Doch diesmal gilt das alles nicht. Das Bedauern der Leute ist tatsächlich echt. Niemand guckt diese Dschungel-Show, nicht einmal heimlich. Nicht mal gegen Geld. In der TV-Gruppe, die ich auf Facebook mitbetreibe, befindet sich niemand im Thread zu Ich bin ein Star, lasst mich wieder rein. Dagegen bekommt diese bekloppte Nackt-Show mit Penissen (Adam such Eva) richtig Traffic. Off Topic: Die ist auch gar nicht so übel …
Naddel, die Amy Winehouse des Trashs
Fest steht, wenn die stets verwirrt und überfordert wirkende Bohlen-Ex irgendwann vor ihrer Zeit verstürbe (was nicht geschehen möge), wird es sicher keine posthume „Gänsehaut-Doku” geben wie jetzt bei Amy.

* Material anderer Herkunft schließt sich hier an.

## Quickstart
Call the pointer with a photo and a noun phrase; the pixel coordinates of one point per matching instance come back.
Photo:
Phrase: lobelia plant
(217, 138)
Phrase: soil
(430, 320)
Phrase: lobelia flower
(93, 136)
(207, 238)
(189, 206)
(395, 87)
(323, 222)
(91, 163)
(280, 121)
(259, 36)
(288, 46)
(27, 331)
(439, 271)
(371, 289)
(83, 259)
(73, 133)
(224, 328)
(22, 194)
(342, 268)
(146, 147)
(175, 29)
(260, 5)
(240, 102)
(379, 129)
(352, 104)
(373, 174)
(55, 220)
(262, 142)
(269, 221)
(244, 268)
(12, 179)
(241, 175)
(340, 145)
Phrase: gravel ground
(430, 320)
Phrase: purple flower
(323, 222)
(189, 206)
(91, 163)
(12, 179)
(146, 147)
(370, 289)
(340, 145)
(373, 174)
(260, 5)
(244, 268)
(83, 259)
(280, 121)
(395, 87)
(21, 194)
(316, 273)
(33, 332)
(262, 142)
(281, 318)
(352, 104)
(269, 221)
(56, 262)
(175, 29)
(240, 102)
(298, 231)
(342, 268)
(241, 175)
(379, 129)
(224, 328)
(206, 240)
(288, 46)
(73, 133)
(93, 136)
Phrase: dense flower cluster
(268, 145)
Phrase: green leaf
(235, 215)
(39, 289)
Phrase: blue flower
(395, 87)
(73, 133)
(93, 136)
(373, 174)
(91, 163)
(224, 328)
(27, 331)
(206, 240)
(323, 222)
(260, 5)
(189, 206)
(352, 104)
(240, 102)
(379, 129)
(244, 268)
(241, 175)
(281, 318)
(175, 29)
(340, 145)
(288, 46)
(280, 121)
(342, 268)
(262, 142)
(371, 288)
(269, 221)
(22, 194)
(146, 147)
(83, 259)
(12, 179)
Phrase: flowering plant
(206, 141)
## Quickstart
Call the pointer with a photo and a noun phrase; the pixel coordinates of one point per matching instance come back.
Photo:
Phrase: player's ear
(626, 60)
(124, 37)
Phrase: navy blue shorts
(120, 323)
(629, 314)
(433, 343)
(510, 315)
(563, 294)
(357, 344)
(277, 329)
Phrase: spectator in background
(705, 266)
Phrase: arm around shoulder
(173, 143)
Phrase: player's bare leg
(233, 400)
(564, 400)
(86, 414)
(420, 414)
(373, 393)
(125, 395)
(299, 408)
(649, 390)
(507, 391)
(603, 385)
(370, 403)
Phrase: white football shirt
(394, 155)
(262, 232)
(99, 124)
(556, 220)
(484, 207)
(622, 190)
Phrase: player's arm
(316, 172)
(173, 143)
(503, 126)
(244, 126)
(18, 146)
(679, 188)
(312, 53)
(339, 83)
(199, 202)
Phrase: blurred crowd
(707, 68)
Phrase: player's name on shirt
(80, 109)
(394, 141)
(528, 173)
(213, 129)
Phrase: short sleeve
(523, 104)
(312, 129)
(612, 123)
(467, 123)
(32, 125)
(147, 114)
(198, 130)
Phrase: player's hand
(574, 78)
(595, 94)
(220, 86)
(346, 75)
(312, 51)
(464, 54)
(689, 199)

Aber vielleicht wird es dem ein oder anderen Sendungsmacher dann doch ein wenig peinlich sein, die Frau mit den ungesund weißen Zähnen so schutzlos durch all die 1000 eiervogeligen Müllformate geschickt zu haben, statt sie vor sich selbst zu schützen. Das lehrt uns zumindest Ich bin ein Star, lasst mich wieder rein: Wer über Naddel lacht, begeht auch Fahrerflucht.
Wie kaputt muss dein Leben sein, wenn du in einem Willi-Herren-Fanclub bist?
Eine weitere Erkenntnis vermittelt der Sommer-Dschungel noch: Es gibt tatsächlich Leute, die nicht nur besoffen nach einem Eimer Mallorca-Schorle mal bei Willi Herrens Facebook-Seite auf „Gefällt mir” geklickt haben, sondern die jenen sogar im Real Life lautstark supporten. So gesehen und gehört beim Publikum von Ich bin ein Star, lasst ich wieder rein. Eine Doku, die diese Leute im Alltag verfolgt—das wäre mal ein freshes RTL-Format.
Noisey: Früher war alles schlechter—außer Stefan Raab, der war besser.
Ein Mann, den man bereits vergisst, während man ihn noch sieht oder von ihm liest: Eike Immel
Unnützes Wissen aus der Hölle: Der ehemalige Nationaltorhüter mit Schulden und ohne Freundin hat a) noch nie eine Dose mit einem Dosenöffner geöffnet, b) noch nie selbst Wäsche gewaschen und kann c) nicht schwimmen.
Trash-TV ist wie Pizza – auch schlecht noch gut?
Eigentlich schon. Aber in diesem Fall gilt: Leider nein, leider gar nicht.